In the invention: the term "R-S configuration" is the term used to designate the R-S system nomenclature in the nomenclature of chiral C. The specific nomenclature of the R-S system is as follows: when a, b, c, d attached to the central carbon atom are different groups, the molecule is chiral. Assuming that the four substituents in the molecule are arranged in the CIP order rule in the order a > b > c > d, if the smallest d group is placed at the position furthest from the viewer, the other three groups are viewed in a-b-c precedence order, with a → b → c being observed in a clockwise direction, the configuration of this carbon center is defined as R (latin recatus); otherwise, S (Latin Sinister) is identified.

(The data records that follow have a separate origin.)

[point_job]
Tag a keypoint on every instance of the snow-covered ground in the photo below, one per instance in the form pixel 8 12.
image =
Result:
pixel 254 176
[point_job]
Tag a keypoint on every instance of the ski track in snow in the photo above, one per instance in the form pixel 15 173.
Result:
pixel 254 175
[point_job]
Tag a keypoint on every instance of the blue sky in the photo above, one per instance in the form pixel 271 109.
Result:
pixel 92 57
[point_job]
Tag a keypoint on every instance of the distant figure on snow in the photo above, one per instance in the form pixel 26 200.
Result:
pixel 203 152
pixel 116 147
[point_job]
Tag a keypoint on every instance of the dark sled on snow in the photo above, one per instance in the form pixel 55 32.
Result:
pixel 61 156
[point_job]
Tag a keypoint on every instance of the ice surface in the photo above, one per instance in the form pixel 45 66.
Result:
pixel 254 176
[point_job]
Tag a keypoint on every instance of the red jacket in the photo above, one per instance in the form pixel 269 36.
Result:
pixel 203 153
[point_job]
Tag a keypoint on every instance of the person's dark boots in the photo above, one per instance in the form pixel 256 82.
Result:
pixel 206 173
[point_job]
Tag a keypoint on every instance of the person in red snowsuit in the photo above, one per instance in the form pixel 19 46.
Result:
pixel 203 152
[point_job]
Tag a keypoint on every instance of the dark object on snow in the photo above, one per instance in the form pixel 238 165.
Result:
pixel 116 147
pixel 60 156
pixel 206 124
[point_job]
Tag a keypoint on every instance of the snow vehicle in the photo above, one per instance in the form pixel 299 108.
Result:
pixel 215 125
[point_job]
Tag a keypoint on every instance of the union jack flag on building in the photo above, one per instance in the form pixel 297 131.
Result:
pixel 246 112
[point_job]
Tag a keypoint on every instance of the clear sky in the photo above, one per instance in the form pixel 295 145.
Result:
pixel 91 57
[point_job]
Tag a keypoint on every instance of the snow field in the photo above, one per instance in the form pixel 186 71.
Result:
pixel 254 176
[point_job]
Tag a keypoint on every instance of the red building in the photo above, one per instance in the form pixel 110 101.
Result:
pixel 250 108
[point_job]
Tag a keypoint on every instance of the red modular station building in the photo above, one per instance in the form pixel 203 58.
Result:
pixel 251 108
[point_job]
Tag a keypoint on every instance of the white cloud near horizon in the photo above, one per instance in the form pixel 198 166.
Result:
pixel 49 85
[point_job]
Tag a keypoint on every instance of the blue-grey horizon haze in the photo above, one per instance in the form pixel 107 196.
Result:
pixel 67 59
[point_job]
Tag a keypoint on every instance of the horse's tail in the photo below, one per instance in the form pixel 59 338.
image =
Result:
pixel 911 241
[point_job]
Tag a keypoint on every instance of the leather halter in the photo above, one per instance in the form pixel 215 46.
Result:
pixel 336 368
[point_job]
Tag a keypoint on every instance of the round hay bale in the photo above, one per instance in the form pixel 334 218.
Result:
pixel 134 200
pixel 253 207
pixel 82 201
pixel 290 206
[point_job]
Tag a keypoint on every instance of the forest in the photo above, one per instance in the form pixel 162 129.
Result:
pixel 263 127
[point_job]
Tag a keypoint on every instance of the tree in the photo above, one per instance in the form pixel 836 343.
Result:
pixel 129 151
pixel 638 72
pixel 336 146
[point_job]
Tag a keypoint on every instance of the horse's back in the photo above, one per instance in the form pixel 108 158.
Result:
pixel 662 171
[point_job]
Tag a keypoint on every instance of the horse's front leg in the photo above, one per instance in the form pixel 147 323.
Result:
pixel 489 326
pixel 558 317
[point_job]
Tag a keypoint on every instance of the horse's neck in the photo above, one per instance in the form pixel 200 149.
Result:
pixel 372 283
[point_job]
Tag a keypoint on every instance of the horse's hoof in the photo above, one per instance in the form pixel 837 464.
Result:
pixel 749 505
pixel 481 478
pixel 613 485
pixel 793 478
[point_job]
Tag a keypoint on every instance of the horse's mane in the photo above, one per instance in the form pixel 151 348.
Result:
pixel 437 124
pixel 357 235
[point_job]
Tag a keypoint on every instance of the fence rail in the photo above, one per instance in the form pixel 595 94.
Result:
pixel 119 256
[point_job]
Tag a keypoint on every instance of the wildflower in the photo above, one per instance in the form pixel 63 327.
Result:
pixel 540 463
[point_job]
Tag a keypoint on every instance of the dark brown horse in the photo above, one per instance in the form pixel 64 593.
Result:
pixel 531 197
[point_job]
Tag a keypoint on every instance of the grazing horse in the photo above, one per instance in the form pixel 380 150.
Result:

The above preferred conditions can be arbitrarily combined to obtain preferred embodiments of the present invention without departing from the common general knowledge in the art.

The reagents and raw materials used in the invention are commercially available, wherein S-2-chloropropionic acid is purchased from Annaiji (batch number: BE170142), the purity is 98%, and the specific rotation degree is-13.5 degrees; r-2-chloropropionic acid was purchased from Annaiji (batch No.: EE040098) and had a purity of 98% and a specific rotation of +13.4 °.

The positive progress effects of the invention are as follows: the methoxy-substituted phenylamide aminopyrimidine derivative has low toxicity to normal cells and good selectivity and activity to EGFR mutant strains.

Detailed Description

The invention is further illustrated by the following examples, which are not intended to limit the scope of the invention. The experimental methods without specifying specific conditions in the following examples were selected according to the conventional methods and conditions, or according to the commercial instructions.